Minor low-cost changes
Accounting Standards Update (ASU) No. 2016-01, Financial Instruments — Overall (Subtopic 825-10): Recognition and Measurement of Financial Assets and Financial Liabilities, requires equity investments that aren’t measured under the equity method of accounting to be measured at fair value with changes recorded in earnings.
The updated standard also eliminates the counterintuitive — and much-criticized — provision in existing GAAP that allows banks to record gains in earnings when the value of their liabilities declines because of a drop in credit quality. Banks and other businesses will keep those fluctuations out of earnings and be required to record what is known as “own credit risk” in other comprehensive income.
In addition, the updated standard changes some disclosure requirements. Public companies have to use the exit price notion when measuring the fair value of financial instruments for disclosure purposes. But private companies and not-for-profit groups can skip a requirement to disclose the fair value of financial instruments measured at amortized cost. The standard also eliminates the requirement for public companies to disclose the methods and significant assumptions used to estimate the fair value that’s required to be disclosed for financial instruments measured at amortized cost.
Finally, the updated standard calls for separate presentations of financial assets and financial liabilities by measurement category and form of financial asset, such as securities or loans and receivables, on the balance sheet or the accompanying notes to the financial statements.
The good news is that the FASB predicts that “the direct costs of applying this update are likely to be minimal and may even decrease for certain organizations.”
The long and winding road
The end result isn’t as comprehensive as the FASB envisioned a decade ago when it began working with the International Accounting Standards Board to overhaul the measurement of complex financial assets and liabilities. The effort took on heightened importance during the 2008 financial crisis, when it became clear that banks and other businesses were using increasingly risky financial instruments — and that the accounting for them hadn’t kept pace.

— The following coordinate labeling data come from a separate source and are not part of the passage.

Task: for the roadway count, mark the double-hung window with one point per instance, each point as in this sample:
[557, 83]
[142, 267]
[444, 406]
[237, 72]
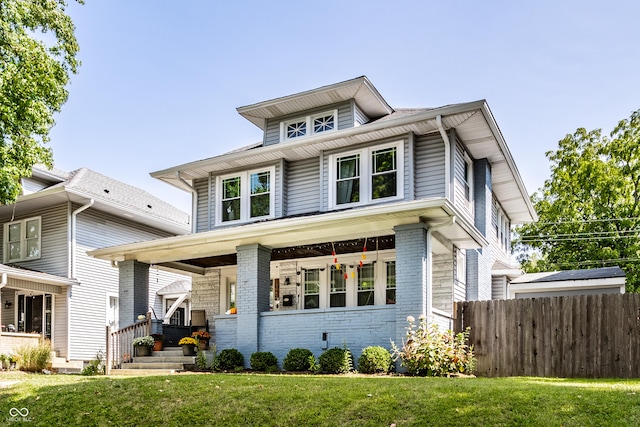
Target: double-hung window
[391, 282]
[22, 240]
[309, 125]
[338, 295]
[367, 175]
[366, 284]
[245, 196]
[312, 288]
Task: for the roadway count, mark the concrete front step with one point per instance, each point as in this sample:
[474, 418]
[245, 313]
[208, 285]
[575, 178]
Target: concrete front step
[166, 362]
[139, 372]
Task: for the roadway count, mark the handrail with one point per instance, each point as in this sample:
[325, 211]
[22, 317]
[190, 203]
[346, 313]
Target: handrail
[120, 343]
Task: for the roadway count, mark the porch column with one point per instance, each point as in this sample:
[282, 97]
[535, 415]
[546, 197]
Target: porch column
[480, 261]
[252, 296]
[413, 297]
[133, 292]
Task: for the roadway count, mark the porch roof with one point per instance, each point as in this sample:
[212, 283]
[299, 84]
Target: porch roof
[197, 252]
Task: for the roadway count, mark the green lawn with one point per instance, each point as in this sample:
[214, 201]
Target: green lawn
[315, 400]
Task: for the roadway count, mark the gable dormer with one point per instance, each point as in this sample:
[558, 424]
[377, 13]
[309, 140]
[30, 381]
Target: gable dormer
[326, 109]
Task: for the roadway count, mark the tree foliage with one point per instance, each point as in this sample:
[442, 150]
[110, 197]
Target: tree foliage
[38, 52]
[589, 209]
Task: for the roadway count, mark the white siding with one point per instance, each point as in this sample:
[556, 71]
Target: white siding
[98, 278]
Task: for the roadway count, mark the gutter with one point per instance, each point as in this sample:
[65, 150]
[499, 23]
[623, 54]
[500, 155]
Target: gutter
[447, 157]
[194, 200]
[430, 230]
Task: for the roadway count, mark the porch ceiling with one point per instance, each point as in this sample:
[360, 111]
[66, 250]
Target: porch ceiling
[297, 236]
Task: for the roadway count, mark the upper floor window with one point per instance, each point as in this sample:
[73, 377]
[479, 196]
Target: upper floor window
[22, 240]
[309, 125]
[367, 175]
[245, 196]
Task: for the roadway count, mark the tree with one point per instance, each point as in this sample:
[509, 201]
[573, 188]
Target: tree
[38, 51]
[589, 209]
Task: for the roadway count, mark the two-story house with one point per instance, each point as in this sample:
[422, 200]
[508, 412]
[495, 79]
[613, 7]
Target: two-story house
[346, 218]
[50, 286]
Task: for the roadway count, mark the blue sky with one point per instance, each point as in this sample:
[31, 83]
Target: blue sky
[160, 80]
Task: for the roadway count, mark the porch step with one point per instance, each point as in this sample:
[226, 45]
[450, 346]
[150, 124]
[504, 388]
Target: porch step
[165, 362]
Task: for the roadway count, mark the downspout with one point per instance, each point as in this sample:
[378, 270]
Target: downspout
[447, 157]
[430, 231]
[72, 269]
[194, 201]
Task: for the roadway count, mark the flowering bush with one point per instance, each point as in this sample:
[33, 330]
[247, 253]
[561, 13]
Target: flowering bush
[187, 341]
[429, 352]
[201, 335]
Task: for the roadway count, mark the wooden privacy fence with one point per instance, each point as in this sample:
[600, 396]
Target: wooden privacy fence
[589, 336]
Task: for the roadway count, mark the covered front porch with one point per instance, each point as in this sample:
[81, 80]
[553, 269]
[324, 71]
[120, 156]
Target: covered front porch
[338, 278]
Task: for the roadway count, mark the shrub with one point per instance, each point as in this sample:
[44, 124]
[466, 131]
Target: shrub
[34, 358]
[298, 359]
[95, 366]
[264, 361]
[374, 360]
[229, 359]
[429, 352]
[336, 361]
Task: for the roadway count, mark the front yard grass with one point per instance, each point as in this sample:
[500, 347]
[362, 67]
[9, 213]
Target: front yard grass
[315, 400]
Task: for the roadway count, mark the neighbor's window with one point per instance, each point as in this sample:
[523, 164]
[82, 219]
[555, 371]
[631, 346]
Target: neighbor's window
[22, 240]
[367, 175]
[308, 125]
[391, 282]
[245, 196]
[338, 295]
[366, 285]
[312, 288]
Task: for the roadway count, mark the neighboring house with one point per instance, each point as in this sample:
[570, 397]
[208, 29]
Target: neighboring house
[348, 217]
[50, 285]
[595, 281]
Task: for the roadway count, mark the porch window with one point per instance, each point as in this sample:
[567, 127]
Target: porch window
[391, 282]
[245, 196]
[22, 240]
[338, 295]
[35, 314]
[366, 175]
[312, 288]
[366, 285]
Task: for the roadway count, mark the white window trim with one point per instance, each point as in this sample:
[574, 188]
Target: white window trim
[245, 207]
[366, 169]
[309, 122]
[23, 240]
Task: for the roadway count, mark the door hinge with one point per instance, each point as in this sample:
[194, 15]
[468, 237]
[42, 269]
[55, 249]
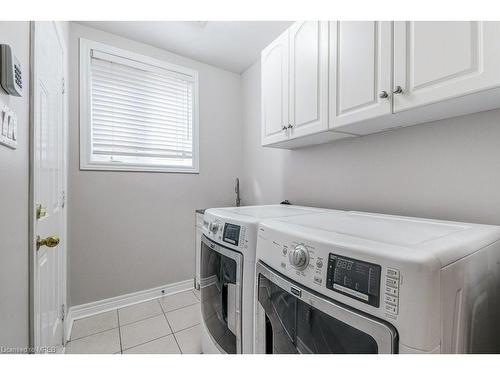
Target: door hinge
[40, 211]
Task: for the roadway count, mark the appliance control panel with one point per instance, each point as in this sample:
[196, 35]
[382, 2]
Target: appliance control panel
[229, 234]
[391, 291]
[354, 278]
[341, 273]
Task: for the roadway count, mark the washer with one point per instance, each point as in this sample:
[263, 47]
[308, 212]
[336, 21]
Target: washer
[228, 274]
[357, 282]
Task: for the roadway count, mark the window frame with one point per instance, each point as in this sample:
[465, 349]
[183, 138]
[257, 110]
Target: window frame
[86, 163]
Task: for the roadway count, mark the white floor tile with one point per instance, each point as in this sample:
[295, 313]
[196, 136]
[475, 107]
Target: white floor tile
[139, 311]
[190, 340]
[164, 345]
[184, 318]
[94, 324]
[107, 342]
[178, 300]
[143, 331]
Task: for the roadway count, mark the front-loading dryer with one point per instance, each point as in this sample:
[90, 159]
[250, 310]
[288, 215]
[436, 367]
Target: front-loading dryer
[357, 282]
[228, 273]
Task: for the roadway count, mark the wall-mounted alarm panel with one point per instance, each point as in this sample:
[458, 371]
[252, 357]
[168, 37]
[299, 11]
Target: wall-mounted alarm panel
[10, 71]
[8, 127]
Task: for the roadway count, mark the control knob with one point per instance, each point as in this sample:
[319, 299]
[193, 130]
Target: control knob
[214, 227]
[299, 257]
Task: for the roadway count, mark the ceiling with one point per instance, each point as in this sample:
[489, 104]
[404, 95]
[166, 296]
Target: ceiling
[230, 45]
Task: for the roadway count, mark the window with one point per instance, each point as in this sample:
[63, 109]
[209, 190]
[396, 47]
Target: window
[136, 113]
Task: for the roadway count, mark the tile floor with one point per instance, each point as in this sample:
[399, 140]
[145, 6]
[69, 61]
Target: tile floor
[168, 325]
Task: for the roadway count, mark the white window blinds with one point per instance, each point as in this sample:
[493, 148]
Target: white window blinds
[141, 114]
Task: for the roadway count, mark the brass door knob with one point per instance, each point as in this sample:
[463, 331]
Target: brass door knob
[51, 241]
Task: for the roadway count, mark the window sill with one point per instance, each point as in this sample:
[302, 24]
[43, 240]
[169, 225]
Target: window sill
[137, 168]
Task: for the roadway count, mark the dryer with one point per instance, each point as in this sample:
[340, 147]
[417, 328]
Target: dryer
[358, 282]
[228, 273]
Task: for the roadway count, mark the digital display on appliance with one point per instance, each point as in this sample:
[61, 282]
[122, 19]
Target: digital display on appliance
[231, 234]
[354, 278]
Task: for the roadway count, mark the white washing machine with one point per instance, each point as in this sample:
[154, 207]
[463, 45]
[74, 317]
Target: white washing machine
[357, 282]
[228, 274]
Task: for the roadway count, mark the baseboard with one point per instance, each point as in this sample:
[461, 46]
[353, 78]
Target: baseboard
[92, 308]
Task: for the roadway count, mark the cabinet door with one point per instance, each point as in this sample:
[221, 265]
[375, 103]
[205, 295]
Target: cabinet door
[308, 78]
[274, 74]
[435, 61]
[360, 71]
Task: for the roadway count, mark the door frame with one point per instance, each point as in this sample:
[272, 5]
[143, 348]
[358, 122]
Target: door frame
[31, 205]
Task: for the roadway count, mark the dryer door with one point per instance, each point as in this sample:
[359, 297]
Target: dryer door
[290, 319]
[220, 291]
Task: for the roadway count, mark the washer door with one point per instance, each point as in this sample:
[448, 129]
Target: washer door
[291, 319]
[220, 291]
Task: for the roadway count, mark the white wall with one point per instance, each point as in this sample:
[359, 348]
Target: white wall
[449, 169]
[14, 179]
[131, 231]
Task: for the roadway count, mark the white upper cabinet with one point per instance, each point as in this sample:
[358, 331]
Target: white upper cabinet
[274, 66]
[360, 71]
[322, 81]
[308, 79]
[436, 61]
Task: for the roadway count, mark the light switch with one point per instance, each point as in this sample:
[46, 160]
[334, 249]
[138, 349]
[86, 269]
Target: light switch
[10, 122]
[8, 127]
[3, 124]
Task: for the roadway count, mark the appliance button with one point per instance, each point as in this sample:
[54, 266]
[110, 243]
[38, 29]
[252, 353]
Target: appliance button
[299, 257]
[391, 299]
[391, 272]
[392, 282]
[390, 290]
[391, 309]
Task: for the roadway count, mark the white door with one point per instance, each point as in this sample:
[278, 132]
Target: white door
[274, 74]
[308, 111]
[360, 71]
[435, 61]
[49, 276]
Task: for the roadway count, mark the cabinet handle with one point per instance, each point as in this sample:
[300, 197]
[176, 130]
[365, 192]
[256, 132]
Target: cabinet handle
[398, 90]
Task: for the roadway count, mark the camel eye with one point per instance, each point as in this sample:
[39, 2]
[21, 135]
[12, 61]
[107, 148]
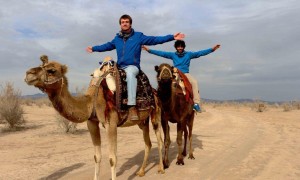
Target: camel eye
[51, 71]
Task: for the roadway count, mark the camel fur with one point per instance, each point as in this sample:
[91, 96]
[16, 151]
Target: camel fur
[94, 108]
[175, 109]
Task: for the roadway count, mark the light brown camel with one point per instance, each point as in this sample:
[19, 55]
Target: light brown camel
[175, 109]
[50, 78]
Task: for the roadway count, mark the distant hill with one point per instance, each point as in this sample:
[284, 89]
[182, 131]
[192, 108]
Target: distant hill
[35, 96]
[41, 95]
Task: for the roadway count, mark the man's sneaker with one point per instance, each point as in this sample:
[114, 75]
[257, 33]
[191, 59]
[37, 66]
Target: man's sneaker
[133, 114]
[197, 108]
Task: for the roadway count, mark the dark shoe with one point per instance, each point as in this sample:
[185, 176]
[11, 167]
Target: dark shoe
[133, 114]
[197, 108]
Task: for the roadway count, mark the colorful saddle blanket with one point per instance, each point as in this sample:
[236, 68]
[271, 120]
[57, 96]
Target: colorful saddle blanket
[187, 87]
[144, 96]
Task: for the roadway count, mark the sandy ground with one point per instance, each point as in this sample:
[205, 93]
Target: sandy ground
[229, 143]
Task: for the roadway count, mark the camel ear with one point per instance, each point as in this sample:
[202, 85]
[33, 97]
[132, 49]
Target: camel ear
[44, 59]
[64, 69]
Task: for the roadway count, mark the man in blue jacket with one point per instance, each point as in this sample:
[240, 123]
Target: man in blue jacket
[181, 60]
[128, 44]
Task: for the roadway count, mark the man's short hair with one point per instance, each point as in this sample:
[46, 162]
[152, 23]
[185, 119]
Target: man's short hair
[180, 43]
[125, 16]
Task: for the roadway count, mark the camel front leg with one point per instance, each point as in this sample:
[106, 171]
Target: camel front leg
[167, 142]
[111, 132]
[157, 130]
[190, 126]
[185, 134]
[94, 130]
[148, 145]
[179, 144]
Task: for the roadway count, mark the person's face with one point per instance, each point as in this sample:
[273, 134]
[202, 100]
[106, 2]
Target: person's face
[180, 49]
[125, 25]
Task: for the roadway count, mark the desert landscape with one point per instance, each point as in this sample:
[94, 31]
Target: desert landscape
[230, 142]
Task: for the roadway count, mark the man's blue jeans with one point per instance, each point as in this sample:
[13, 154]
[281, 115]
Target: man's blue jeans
[131, 73]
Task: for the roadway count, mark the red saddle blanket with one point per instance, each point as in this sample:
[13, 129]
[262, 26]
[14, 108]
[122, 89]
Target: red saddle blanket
[188, 87]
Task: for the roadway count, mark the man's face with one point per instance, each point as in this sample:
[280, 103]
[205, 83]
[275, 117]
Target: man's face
[125, 25]
[180, 49]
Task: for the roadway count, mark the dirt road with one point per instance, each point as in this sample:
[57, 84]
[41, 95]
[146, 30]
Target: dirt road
[229, 143]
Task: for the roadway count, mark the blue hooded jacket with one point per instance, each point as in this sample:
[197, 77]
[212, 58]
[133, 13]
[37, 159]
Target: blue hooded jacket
[181, 61]
[129, 50]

Unfortunately, the standard-setters never were able to fully agree on how to change the accounting standards. Years of internal debate, two harshly criticized public proposals and pressure from U.S. banks, which argued that the boards were going to make accounting more complex, made the FASB retreat in early 2014.
Most FASB members acknowledged that the last proposal before the final standard was issued, Proposed ASU No. 2013-220, Financial Instruments — Overall (Subtopic 825-10), Recognition and Measurement of Financial Assets and Financial Liabilities, called for many complex accounting changes that would largely bring businesses to the same results as current U.S. GAAP. So, in a 4-3 split vote, the board decided to largely maintain the status quo.
Dissenting FASB members said the updated standard failed to meet the board’s intended goals:
- Improving the usefulness of reported information,
- Reducing complexity in accounting for financial instruments, and
- Converging U.S. GAAP and International Financial Reporting Standards.
To critics, the update represents a lost opportunity for real change. Current accounting often is criticized because similar financial instruments are measured in different ways depending on what management intends to do with them. Critics argue that this intent-based focus gives investors, creditors and analysts too little information about how the instruments are performing.
Time for change
For public companies, the updated guidance in ASU 2016-01 becomes effective for annual periods starting after December 15, 2017. So, public companies should begin applying the changes in their first-quarter filings for 2018.
Private companies have the option of adopting the standard as of the effective date for public companies. But they get an extra year before compliance is required for their annual financial statements.